The shortlist consists of the abstract painter, Sean Scully; Rachel Whiteread, the sculptor; installations artist, Vong Phaophanit, who came to Britain from Laos in the Eighties; and Hannah Collins, who makes large photographic compilations. None is a figurative painter, continuing the prize's concentration on abstract art and sculpture.

Nicholas Serota, director of the Tate Gallery and chairman of the judging panel, said of Hannah Collins and Rachel Whiteread that working abroad, and contact with unfamiliar artists and ideas had stimulated new developments in their work. 'At the same time, art in Britain is being enriched by artists who bring experience of other cultures to this country,' he added.

Hannah Collins, 37, who exhibited at the Third International Istanbul Biennial and at Barcelona, uses enormously enlarged photographs, printed on canvas and pinned to the gallery wall. Her work has been described as 'simultaneously alarming and exquisite'.

Sean Scully, 48, composes in broad, slightly irregular stripes of resonant colour, and considers the build-up of paint in depth to be a metaphor for depth of feeling and inner life. 'Abstraction is the art of our age,' he adds, believing that figurative art ties the artist too closely to particular things in the world.

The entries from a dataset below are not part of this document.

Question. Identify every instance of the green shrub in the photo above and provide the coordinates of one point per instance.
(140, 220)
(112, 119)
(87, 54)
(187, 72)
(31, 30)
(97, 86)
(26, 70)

Rachel Whiteread, 30, was also shortlisted last year. She takes casts from commonplace household objects. Her work Ghost was a plaster cast of an entire room.

Vong Phaophanit, 32, creates installations which spring from his experience of leaving his homeland and family. In one, he projected snapshots of his family on to a white-sheeted bed on to which poured a steady stream of rice.

The Turner Prize is awarded to a British artist under 50 for an outstanding exhibition or presentation in the preceding 12 months.